Reprenons le paragraphe légal que je citais dans mon précédent billet :

Il interdit, pendant une durée de cent ans, toute communication de données ayant trait aux faits et comportements d'ordre privé recueillies au moyen d'une enquête statistique. Les renseignements d'ordre économique ou financier ne peuvent être communiqués à quiconque pendant une durée de trente ans. La même loi interdit toute utilisation de ces informations à des fins de contrôle fiscal ou de répression économique.

En pratique, cela veut dire qu'un jeu de données anonymisées doit garantir qu'aucune des personne enquêtées ne puisse être reconnue. Or, ces choses-là vont vite, très vite. Si on prend l'exemple de l'enquête Emploi, déjà cité, nous avons des variables géographiques assez fines. Imaginons une personne enquêtée dans un village de 300 habitants. Le simple fait de savoir qu'elle est mariée avec deux enfants et l'âge des enfants suffit à l'identifier. Pour anonymiser les données, il faut donc perdre de l'information, soit sur la localisation géographique, soit sur la structure familiale.

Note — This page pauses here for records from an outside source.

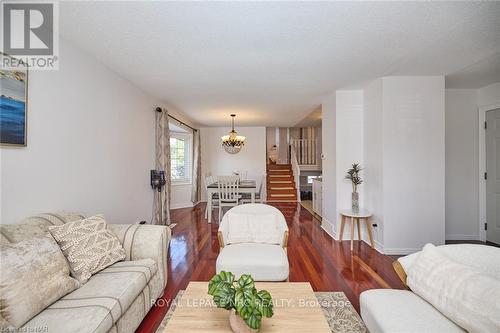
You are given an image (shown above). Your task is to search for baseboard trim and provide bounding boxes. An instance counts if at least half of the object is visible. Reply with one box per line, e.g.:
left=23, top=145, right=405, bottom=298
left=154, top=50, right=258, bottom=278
left=170, top=202, right=194, bottom=209
left=321, top=217, right=337, bottom=240
left=445, top=234, right=479, bottom=240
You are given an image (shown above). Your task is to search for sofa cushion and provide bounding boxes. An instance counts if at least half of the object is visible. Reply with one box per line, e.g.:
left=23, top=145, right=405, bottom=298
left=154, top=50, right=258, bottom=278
left=398, top=244, right=500, bottom=280
left=0, top=212, right=84, bottom=243
left=0, top=235, right=80, bottom=327
left=20, top=259, right=157, bottom=333
left=227, top=211, right=283, bottom=244
left=216, top=243, right=289, bottom=281
left=407, top=244, right=500, bottom=333
left=359, top=289, right=465, bottom=333
left=49, top=215, right=125, bottom=283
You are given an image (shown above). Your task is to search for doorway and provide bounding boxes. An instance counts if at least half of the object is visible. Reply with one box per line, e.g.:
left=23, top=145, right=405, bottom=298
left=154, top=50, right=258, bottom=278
left=485, top=109, right=500, bottom=244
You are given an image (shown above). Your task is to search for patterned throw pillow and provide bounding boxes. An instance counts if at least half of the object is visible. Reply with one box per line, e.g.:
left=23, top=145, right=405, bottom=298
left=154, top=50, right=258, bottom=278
left=0, top=234, right=80, bottom=326
left=49, top=215, right=125, bottom=283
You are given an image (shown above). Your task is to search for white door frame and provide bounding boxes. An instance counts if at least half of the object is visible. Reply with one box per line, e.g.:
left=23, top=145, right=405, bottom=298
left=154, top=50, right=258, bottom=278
left=478, top=104, right=500, bottom=242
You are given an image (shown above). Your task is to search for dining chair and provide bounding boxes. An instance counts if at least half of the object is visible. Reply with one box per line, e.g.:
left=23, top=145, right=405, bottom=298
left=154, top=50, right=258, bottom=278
left=233, top=170, right=248, bottom=180
left=217, top=176, right=241, bottom=223
left=205, top=174, right=219, bottom=219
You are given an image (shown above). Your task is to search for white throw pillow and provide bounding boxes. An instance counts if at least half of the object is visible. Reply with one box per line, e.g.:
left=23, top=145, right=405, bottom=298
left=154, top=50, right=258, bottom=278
left=49, top=215, right=125, bottom=283
left=407, top=244, right=500, bottom=333
left=0, top=234, right=80, bottom=328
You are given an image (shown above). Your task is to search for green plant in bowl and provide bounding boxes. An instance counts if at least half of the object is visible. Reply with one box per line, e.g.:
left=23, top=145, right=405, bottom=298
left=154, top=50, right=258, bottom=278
left=208, top=271, right=273, bottom=330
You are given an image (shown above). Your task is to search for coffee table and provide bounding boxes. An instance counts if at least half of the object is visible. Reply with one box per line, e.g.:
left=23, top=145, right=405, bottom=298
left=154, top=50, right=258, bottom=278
left=163, top=282, right=331, bottom=333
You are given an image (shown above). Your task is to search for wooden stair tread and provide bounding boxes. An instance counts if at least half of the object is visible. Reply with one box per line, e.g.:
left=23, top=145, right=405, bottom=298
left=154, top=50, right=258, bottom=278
left=266, top=164, right=297, bottom=202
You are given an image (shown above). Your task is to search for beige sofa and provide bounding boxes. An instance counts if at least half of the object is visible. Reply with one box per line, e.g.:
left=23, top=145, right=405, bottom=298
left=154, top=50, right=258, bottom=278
left=359, top=244, right=500, bottom=333
left=0, top=213, right=171, bottom=333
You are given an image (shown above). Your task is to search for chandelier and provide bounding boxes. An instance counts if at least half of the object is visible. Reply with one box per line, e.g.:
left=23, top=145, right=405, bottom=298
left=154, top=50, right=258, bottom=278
left=221, top=114, right=245, bottom=154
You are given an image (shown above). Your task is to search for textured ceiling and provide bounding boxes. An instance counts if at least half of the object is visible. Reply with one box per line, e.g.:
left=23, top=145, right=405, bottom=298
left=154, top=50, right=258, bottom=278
left=60, top=1, right=500, bottom=126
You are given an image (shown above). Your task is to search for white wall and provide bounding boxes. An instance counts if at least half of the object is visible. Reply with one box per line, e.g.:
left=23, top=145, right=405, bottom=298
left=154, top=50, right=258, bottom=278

Maintenant, pour des données qui seraient en accès public, il faudrait s'assurer qu'aucun regroupement de variables ne permet ce type de manœuvres. Pour une enquête à 300 000 observations et plusieurs centaines de variables, je laisse aux matheux le soin d'évaluer le temps de calcul nécessaire pour la seule vérification, et l'ampleur de la perte d'information par rapport à la base de données initiale. On voit facilement le résultat : des données publiques inutilisables, et des données confidentielles accessibles aux personnes accréditées... soit la situation actuelle, moins le coût de production des données anonymisées. Contrairement à de que pense Laurent, en matière de statistiques économiques, la notion de "données brutes anonymisées" est une contradiction dans les termes, dans la mesure où l'anonymisation exige un traitement très lourd.